Opinión

a contraluz

Retrato de familia

Haroldo Shetemul

Haroldo Shetemul

Rosario Murillo es más que la vicepresidenta electa de Nicaragua. Es la madre de la patria, la marxista que se transfiguró en mística y cristiana y es el poder real tras Daniel Ortega. Es la mujer que cambió los colores rojinegros de la bandera sandinista en rosado populista y ha transformado el paisaje de Managua muy a su gusto, kitsch, por supuesto. A lo lejos, Managua da una impresión de escenario de caricatura por los árboles de la vida, esos adefesios carísimos plagiados de la obra pictórica de Klimt, que pueblan calles y parques de la capital y que recuerdan a cada paso la omnipresencia de la esposa del comandante, mejor dicho, la dueña del poder. Al igual que ocurriera en Guatemala con Roxana Baldetti, Murillo es quien decide las políticas gubernamentales, da declaraciones oficiales, quita y pone ministros y controla alcaldes. Y los siete hijos que ambos procrearon están en puestos clave del gobierno. ¿Nepotismo?
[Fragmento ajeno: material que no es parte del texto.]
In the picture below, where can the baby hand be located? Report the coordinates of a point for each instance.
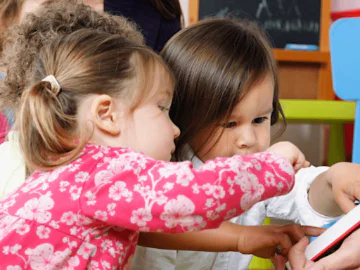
(264, 241)
(290, 152)
(344, 178)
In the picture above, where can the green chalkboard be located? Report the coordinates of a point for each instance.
(285, 21)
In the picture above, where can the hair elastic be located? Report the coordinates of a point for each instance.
(55, 86)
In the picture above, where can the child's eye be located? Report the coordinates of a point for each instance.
(229, 125)
(163, 108)
(259, 120)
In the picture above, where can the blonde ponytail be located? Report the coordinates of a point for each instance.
(45, 134)
(68, 69)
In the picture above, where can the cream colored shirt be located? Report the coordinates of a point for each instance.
(293, 206)
(12, 166)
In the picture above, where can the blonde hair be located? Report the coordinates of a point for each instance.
(9, 12)
(37, 29)
(83, 62)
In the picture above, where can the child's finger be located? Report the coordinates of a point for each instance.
(312, 231)
(296, 254)
(284, 242)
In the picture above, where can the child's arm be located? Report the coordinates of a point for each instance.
(346, 257)
(335, 190)
(261, 241)
(136, 192)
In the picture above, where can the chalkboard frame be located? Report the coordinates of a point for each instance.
(321, 57)
(325, 21)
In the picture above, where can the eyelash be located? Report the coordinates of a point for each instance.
(255, 121)
(263, 119)
(163, 109)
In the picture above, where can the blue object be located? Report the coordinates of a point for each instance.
(345, 62)
(301, 47)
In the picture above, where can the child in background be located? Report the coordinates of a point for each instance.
(23, 45)
(96, 103)
(225, 102)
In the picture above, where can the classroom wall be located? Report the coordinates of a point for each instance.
(344, 5)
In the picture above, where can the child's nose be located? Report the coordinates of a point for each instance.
(246, 139)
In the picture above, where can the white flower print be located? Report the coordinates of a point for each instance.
(230, 214)
(74, 230)
(119, 190)
(72, 262)
(69, 218)
(9, 203)
(197, 224)
(63, 185)
(54, 225)
(105, 264)
(212, 215)
(94, 265)
(216, 191)
(178, 212)
(196, 189)
(221, 208)
(269, 179)
(75, 192)
(14, 267)
(43, 232)
(91, 198)
(111, 207)
(15, 249)
(33, 184)
(101, 215)
(140, 217)
(6, 250)
(81, 177)
(183, 173)
(43, 257)
(168, 186)
(22, 228)
(36, 209)
(253, 191)
(105, 245)
(285, 166)
(257, 164)
(82, 220)
(210, 203)
(86, 250)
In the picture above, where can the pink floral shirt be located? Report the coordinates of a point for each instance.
(88, 214)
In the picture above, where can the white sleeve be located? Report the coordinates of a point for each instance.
(295, 205)
(12, 166)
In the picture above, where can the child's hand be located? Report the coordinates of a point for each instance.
(290, 152)
(346, 257)
(264, 241)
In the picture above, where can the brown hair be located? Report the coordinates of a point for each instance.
(51, 21)
(169, 9)
(215, 63)
(83, 62)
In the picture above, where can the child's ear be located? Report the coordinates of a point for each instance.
(105, 116)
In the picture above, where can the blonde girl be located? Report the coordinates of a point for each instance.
(95, 131)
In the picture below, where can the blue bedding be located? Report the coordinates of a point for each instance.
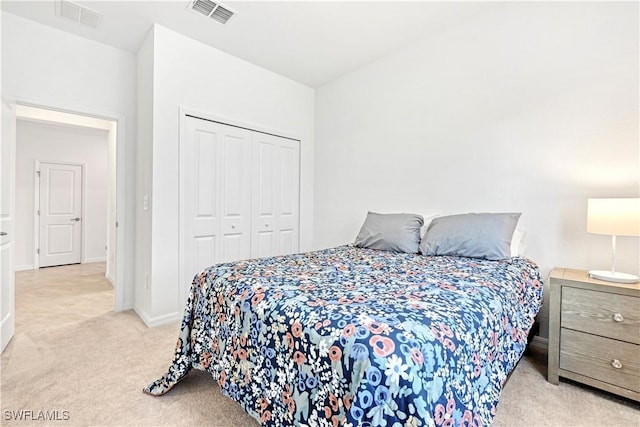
(353, 336)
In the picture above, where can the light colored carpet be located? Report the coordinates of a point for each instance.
(72, 353)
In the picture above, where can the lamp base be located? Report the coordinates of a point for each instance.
(609, 276)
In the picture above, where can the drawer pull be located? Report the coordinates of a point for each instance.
(616, 364)
(618, 317)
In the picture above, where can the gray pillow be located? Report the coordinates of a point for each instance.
(391, 232)
(475, 235)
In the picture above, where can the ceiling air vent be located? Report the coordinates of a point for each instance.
(211, 9)
(75, 12)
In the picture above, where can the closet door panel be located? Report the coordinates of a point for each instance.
(289, 195)
(200, 157)
(275, 195)
(265, 179)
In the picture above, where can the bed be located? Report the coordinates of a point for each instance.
(359, 336)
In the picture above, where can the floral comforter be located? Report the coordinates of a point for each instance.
(352, 336)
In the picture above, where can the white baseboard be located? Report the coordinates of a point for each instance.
(152, 322)
(110, 279)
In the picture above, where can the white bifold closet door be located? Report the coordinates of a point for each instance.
(275, 195)
(217, 194)
(240, 192)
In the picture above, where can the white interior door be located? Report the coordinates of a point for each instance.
(7, 161)
(276, 188)
(60, 214)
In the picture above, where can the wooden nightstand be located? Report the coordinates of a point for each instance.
(594, 332)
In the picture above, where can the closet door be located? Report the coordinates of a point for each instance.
(217, 199)
(275, 222)
(235, 194)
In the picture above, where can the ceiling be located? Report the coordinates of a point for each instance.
(312, 42)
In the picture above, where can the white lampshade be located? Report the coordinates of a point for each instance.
(614, 217)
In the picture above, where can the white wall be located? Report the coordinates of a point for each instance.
(187, 73)
(52, 68)
(52, 143)
(529, 107)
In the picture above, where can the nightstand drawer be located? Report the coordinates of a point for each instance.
(601, 313)
(603, 359)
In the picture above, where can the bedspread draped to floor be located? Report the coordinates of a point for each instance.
(350, 335)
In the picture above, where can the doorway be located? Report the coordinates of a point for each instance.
(66, 158)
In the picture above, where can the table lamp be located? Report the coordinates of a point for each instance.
(613, 217)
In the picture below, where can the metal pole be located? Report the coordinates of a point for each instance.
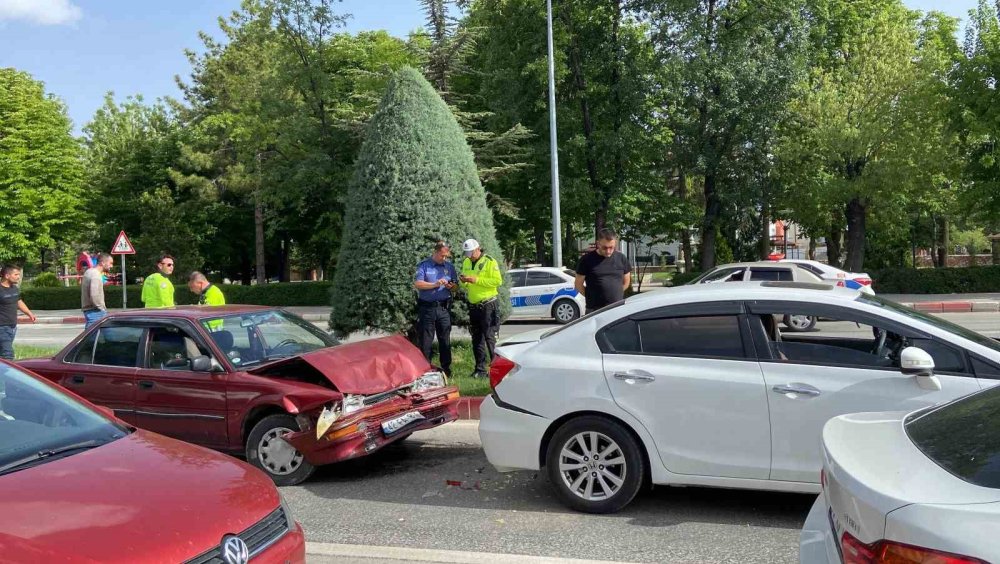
(556, 228)
(124, 299)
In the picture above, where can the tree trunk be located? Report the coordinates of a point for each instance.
(945, 239)
(856, 216)
(258, 221)
(712, 208)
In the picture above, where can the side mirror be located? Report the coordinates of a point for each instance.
(914, 361)
(201, 363)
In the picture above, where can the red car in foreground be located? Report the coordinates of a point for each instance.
(255, 381)
(78, 485)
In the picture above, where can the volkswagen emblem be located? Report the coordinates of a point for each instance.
(234, 550)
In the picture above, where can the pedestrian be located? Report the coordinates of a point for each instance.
(10, 304)
(434, 281)
(603, 274)
(208, 293)
(92, 290)
(480, 278)
(157, 290)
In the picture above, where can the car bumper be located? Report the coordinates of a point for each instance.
(817, 544)
(290, 549)
(510, 438)
(361, 433)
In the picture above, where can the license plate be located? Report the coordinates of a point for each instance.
(393, 425)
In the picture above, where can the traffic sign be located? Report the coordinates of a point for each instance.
(122, 245)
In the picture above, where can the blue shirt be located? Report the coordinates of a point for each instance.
(430, 271)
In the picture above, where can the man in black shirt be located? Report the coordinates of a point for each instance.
(10, 303)
(603, 274)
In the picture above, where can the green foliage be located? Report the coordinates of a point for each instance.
(415, 183)
(280, 294)
(973, 279)
(41, 170)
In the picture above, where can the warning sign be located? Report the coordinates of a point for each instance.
(122, 245)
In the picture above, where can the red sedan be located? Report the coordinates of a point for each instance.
(78, 485)
(255, 381)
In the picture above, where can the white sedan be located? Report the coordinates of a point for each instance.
(923, 487)
(544, 291)
(697, 385)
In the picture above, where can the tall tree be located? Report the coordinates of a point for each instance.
(415, 183)
(41, 170)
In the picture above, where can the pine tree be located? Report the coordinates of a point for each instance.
(415, 183)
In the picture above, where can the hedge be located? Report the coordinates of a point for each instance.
(280, 294)
(971, 279)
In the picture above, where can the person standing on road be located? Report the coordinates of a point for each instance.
(480, 278)
(157, 290)
(92, 290)
(434, 281)
(10, 304)
(208, 293)
(603, 274)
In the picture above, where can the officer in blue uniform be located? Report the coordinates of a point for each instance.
(434, 281)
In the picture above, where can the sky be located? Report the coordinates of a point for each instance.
(81, 49)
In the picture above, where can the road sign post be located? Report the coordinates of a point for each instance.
(123, 247)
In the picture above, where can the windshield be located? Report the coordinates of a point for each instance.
(963, 437)
(38, 423)
(938, 322)
(260, 336)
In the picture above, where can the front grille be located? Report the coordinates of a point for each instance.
(261, 535)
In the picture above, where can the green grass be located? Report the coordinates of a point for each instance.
(29, 351)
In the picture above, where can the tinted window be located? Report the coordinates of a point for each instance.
(517, 279)
(715, 336)
(543, 279)
(771, 274)
(117, 346)
(963, 437)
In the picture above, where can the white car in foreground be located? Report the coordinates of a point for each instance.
(697, 385)
(543, 291)
(923, 487)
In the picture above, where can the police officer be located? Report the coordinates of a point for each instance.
(434, 281)
(480, 278)
(157, 290)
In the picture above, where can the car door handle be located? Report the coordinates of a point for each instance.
(633, 376)
(800, 389)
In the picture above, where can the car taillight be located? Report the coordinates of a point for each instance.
(888, 552)
(499, 369)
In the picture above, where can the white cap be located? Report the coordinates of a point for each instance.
(468, 246)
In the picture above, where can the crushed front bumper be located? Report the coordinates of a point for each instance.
(361, 433)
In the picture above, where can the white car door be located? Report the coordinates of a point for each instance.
(688, 374)
(811, 378)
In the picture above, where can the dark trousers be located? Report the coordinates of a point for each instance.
(434, 317)
(484, 325)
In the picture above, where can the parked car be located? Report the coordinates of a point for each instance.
(853, 280)
(699, 386)
(255, 381)
(761, 271)
(79, 485)
(543, 291)
(923, 487)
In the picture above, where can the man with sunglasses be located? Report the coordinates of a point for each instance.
(603, 274)
(157, 290)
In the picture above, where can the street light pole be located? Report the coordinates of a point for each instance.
(556, 228)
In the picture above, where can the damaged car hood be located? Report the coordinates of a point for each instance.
(365, 367)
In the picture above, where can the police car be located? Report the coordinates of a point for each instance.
(544, 291)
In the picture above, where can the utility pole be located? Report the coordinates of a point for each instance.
(556, 228)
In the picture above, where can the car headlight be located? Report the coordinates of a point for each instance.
(429, 381)
(289, 520)
(353, 403)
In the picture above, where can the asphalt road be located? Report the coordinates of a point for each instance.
(401, 497)
(59, 335)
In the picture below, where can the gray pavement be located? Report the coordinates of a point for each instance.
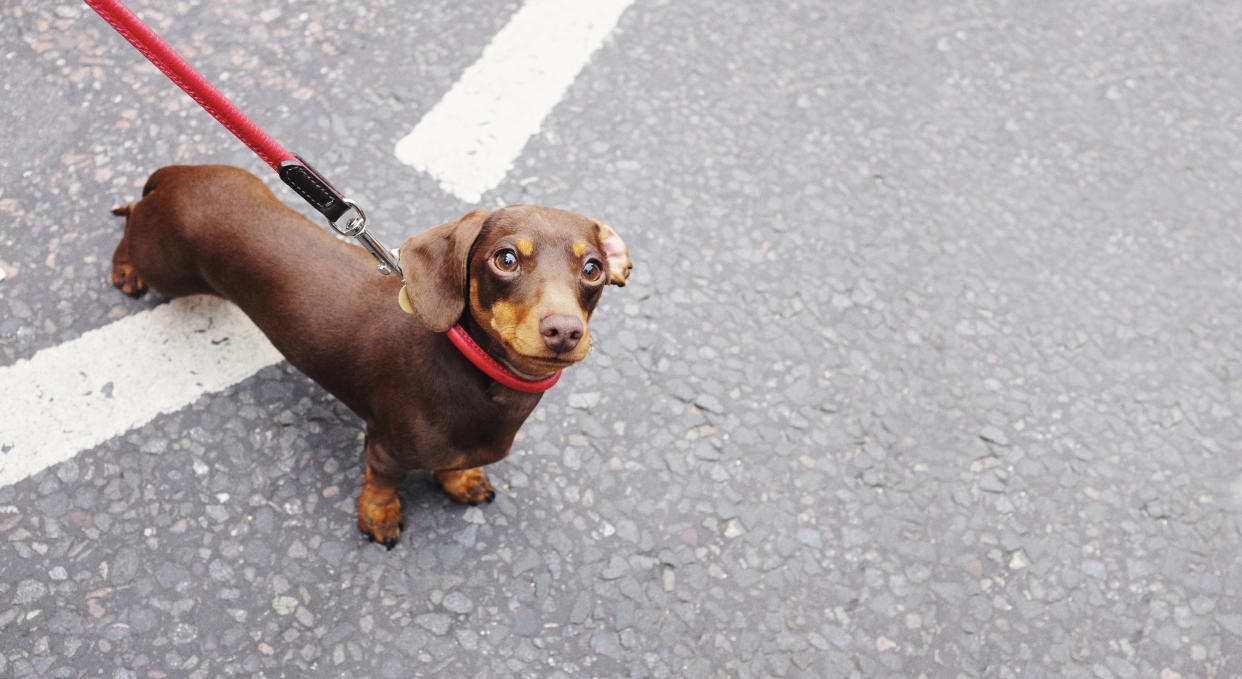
(929, 366)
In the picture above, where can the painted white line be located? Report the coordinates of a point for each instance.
(75, 396)
(471, 138)
(80, 394)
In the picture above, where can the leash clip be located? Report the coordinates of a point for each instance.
(357, 229)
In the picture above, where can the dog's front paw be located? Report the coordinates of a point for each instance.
(379, 517)
(467, 485)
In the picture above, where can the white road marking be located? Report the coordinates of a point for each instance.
(72, 397)
(471, 138)
(80, 394)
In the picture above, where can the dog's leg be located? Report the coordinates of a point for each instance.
(466, 485)
(379, 510)
(124, 276)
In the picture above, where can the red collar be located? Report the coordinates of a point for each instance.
(494, 370)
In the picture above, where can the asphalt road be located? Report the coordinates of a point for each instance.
(929, 366)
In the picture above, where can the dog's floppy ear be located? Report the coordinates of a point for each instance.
(434, 263)
(615, 252)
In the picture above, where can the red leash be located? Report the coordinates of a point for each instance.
(294, 171)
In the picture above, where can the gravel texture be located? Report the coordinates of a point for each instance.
(929, 366)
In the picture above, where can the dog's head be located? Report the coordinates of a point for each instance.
(528, 276)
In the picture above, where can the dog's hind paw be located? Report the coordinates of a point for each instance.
(379, 518)
(126, 278)
(467, 485)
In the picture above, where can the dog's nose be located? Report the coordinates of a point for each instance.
(560, 332)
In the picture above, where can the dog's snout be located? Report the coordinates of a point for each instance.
(560, 333)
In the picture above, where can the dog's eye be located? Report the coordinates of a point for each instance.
(506, 261)
(593, 271)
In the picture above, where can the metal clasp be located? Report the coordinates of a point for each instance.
(357, 229)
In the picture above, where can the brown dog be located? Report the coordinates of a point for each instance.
(521, 281)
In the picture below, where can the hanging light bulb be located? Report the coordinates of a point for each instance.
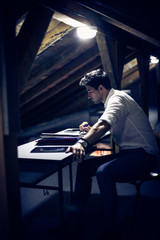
(86, 32)
(154, 59)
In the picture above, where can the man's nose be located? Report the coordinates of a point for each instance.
(89, 96)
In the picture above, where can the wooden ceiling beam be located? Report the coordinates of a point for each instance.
(112, 53)
(59, 87)
(60, 75)
(58, 55)
(105, 13)
(29, 40)
(143, 66)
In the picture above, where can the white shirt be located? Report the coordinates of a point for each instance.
(130, 127)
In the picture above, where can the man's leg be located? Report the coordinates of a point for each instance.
(126, 167)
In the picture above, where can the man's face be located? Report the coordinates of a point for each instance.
(93, 94)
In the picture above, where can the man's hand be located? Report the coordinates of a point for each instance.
(78, 152)
(84, 127)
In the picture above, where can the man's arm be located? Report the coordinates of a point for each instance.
(94, 134)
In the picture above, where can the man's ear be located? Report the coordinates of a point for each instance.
(100, 88)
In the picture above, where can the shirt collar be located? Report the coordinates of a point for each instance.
(111, 92)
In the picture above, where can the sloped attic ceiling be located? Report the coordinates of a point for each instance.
(51, 88)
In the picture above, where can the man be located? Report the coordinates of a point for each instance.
(130, 130)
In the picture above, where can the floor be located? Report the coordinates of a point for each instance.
(44, 216)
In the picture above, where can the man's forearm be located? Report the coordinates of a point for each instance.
(96, 132)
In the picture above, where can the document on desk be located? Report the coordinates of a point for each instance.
(49, 149)
(73, 132)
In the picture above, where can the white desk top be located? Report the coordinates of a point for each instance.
(24, 152)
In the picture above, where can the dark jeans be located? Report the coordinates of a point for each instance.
(126, 166)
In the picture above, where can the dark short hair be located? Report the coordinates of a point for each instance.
(95, 78)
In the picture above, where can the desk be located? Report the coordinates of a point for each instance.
(35, 167)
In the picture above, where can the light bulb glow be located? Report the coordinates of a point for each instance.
(154, 59)
(86, 32)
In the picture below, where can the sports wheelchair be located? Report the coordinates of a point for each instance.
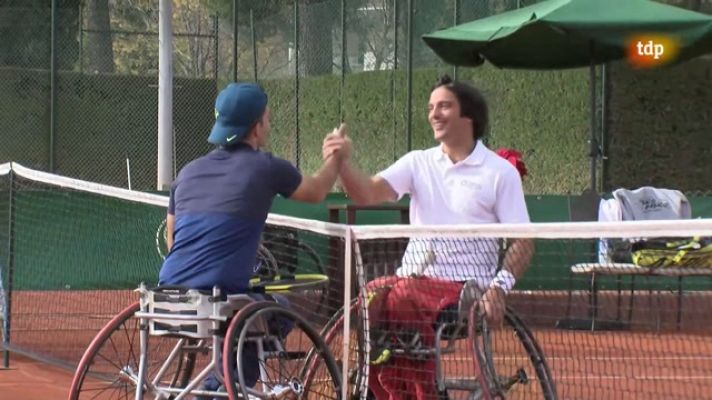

No, simplemente la familia usufructúa el poder.

La farsa electoral del pasado domingo, en la que Ortega y Murillo “arrasaron” con el 72% de los votos, fue parte del guión oficial, en el que desapareció la oposición real y solo quedaron partidos que dieron la apariencia de legalidad, muy al estilo de la dictadura de Somoza. Hoy la familia tiene el poder total. El clan se enriqueció a partir de haber saqueado empresas públicas y robado fondos antes de haber entregado el poder a Violeta Chamorro que los derrotó en las elecciones de 1990. A partir del 2007, los Ortega Murillo encontraron otra vía de enriquecimiento al controlar la empresa Albanisa que distribuye el petróleo venezolano. La riqueza familiar se extiende a la ganadería, la industria lechera, la hotelería, una red de radioemisoras y cinco canales de televisión, entre otros bienes.

La ascendencia de Rosario sobre el comandante sandinista se remonta a 1998 cuando lo salvó de ir a la cárcel. El 31 de mayo de ese año, Zoilamérica, hija de una relación anterior de Murillo, denunció que Daniel Ortega, su padrastro, la había violado en forma reiterada. “Él usó mi cuerpo y lo usó como quiso”, afirmó la hijastra. Rosario salió en defensa de su marido y acusó a su hija de querer destruir al comandante. Esa declaración y el sobreseimiento del caso dejó impune a Ortega. No importó haber traicionado a la víctima, su hija, para Rosario era más importante el poder. Desde entonces, el comandante quedó en deuda eterna con su ambiciosa mujer, quien ascendió a los cielos del poder y comenzó a hacer lo que quiso, como llegar a ser la vicepresidenta de Nicaragua, aunque eso sea solo una formalidad porque desde antes ya controlaba la Policía, el Ejército y el Organismo Judicial.

¿Revolución? La dictadura de Ortega-Murillo ha consolidado su poder al desactivar los recelos de sus antiguos enemigos. La pareja presidencial es empresaria y por lo tanto comparte intereses y negocios con la cúpula del sector privado nicaragüense. El cardenal Miguel Obando que había sido su férreo crítico, ahora es un leal agradecido porque Ortega prohibió el aborto y el matrimonio homosexual, y porque el gobierno cada 7 de diciembre instala enormes altares sobre la Avenida Simón Bolívar en honor de la Inmaculada Concepción, por supuesto, con fondos públicos. Esa cercanía con la Iglesia Católica llevó a que Obando fuera declarado “Prócer de la Nación” y oficiara la boda religiosa de Daniel y Rosario en septiembre del 2005. La familia real ha construido a su alrededor toda una estructura de alianzas e intereses políticos, económicos y religiosos que la hacen intocable.